The government wants pension funds to invest more in long-term UK assets. It is wrong to do so.
August 6, 2021

The government wants pension funds “to consider investing a greater proportion of their capital in long-term UK assets – from pioneering firms to infrastructure.” This is unwise.

Yes, there’s a germ of truth behind this desire. It’s possible that, over the long-term, unlisted companies will perform better than listed ones simply because many of the latter are fully-grown: many come to the stock market only after they’ve enjoyed their best growth. Identifying these good companies, however, requires a different skill-set from picking listed stocks – not least because it often involves more close and active involvement with management. It is a job that should be left to private equity and venture capital managers. Pension funds don’t have to do everything.

In fact, there’s a strong argument for pension funds not investing in the UK at all. There’s a danger that over the long-run the UK economy will perform worse than others. If so, young people investing in UK companies will suffer a double loss: poor returns on their investments as well as worsening job prospects. One way to mitigate this risk is to invest overseas, thereby having your financial capital in a different place to your human capital. In a classic paper, Marianne Baxter and Urban Jermann showed that workers should invest none of their money in their domestic economy. This shouldn’t be as a radical as it sounds. It’s just following the old advice to not put all your eggs in one basket.

As for pension funds investing in infrastructure, this is an even worse idea. The government can finance infrastructure spending more cheaply than pension funds. It can borrow over the long-term at -2 per cent in real terms. The cost to pension funds of financing infrastructure is the returns it foregoes by switching from equity investments to infrastructure. If there is a positive equity risk premium – which is very probable – this cost is greater. It makes sense, therefore for the government to fund infrastructure spending, not pension funds. Private financing of infrastructure investment was silly when Gordon Brown did it, and it has become no more logical.

Which alerts us to a general mistake in economic policy-making. Governments fail to ask: what can the public sector do better than the private sector, and vice versa? And one thing governments can do better is raising cheap finance.

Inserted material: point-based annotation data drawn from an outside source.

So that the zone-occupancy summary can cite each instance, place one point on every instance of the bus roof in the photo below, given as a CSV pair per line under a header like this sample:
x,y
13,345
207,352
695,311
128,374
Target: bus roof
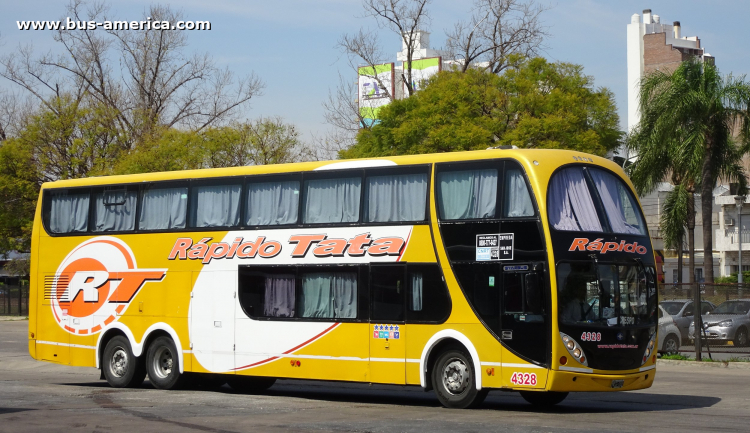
x,y
550,158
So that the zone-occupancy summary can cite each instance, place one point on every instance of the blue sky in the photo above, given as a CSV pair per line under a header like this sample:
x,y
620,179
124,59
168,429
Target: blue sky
x,y
290,44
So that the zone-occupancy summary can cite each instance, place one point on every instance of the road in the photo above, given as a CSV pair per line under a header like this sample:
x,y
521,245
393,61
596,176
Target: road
x,y
39,397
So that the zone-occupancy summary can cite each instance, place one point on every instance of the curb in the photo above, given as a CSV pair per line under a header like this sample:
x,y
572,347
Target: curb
x,y
714,364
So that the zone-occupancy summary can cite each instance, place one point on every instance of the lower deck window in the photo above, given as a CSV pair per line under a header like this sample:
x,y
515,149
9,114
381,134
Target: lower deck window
x,y
317,293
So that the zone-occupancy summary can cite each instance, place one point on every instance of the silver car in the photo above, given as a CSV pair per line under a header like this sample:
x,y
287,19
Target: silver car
x,y
669,335
730,321
681,311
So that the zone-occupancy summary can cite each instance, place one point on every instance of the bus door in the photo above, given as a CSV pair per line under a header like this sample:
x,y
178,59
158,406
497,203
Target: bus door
x,y
212,319
387,330
525,320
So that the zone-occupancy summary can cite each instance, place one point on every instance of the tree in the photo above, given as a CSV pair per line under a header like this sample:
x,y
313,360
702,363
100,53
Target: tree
x,y
497,30
534,104
701,107
258,142
143,77
685,132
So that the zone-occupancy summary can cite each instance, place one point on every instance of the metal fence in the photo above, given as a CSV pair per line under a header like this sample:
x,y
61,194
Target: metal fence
x,y
715,340
14,300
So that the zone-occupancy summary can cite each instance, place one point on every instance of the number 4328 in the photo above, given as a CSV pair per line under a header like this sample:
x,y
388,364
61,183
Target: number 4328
x,y
523,379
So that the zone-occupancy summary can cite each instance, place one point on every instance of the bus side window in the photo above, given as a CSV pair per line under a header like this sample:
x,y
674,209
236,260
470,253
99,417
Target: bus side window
x,y
427,298
68,212
396,197
387,290
163,208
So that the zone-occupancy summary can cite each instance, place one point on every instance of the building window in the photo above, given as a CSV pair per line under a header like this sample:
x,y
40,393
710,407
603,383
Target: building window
x,y
699,275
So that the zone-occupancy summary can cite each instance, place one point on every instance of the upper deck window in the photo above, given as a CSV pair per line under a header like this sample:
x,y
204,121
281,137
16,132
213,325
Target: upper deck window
x,y
575,194
115,210
332,200
69,213
216,205
163,208
619,204
272,203
468,194
396,198
517,197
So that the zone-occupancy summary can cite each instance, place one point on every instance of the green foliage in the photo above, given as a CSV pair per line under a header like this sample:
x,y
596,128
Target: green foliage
x,y
733,278
685,136
534,104
263,141
19,189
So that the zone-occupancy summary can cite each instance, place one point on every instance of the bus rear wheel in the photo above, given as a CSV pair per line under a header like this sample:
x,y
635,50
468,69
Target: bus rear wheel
x,y
163,364
454,381
544,399
121,368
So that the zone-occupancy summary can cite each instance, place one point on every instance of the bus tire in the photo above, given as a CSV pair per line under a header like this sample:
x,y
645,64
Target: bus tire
x,y
120,367
453,379
250,384
163,364
542,398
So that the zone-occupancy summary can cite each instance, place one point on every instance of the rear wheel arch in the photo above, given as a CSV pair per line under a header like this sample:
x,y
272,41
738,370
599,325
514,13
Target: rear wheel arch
x,y
441,342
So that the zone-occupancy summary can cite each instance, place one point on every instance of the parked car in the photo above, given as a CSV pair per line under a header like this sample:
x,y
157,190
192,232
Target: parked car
x,y
669,336
730,321
682,312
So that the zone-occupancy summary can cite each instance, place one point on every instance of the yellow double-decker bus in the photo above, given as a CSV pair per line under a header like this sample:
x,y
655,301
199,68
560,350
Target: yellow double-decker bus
x,y
523,270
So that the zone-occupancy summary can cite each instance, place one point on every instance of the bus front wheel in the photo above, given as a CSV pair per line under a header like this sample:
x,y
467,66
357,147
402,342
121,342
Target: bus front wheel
x,y
163,364
543,399
121,368
454,381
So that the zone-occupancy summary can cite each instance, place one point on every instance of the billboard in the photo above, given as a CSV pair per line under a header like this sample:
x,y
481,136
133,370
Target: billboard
x,y
421,70
376,89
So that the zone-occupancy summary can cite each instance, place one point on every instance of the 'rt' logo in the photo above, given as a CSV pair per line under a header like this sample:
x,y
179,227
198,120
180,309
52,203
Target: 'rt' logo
x,y
95,283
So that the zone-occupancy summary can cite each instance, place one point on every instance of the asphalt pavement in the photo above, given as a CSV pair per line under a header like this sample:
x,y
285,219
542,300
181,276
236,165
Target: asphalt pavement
x,y
38,397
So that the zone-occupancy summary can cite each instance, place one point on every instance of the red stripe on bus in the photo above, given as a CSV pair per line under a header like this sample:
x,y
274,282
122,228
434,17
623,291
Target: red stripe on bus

In fact, there’s something else governments can do. It’s likely that there is a market failure in innovative activity. The Nobel laureate William Nordhaus has shown that the private returns to it are lower than the social returns. Many of the benefits of innovation accrue to customers in the form of better products and rival firms in the form of being able to learn from the innovators’ successes and failures. There are, therefore, what economists call positive externalities to innovation, which means that the market under-supplies it. This suggests a role for government – in, for example, funding basic research or giving tax breaks for research and development. Merely asking pension funds to finance innovation ignores this market failure and the task of designing the right framework to encourage research and innovation.

None of this is to say there’s nothing wrong with pension funds. There is. (Hint: fees). Under-investing in long-term assets is, however, something of which they are not guilty.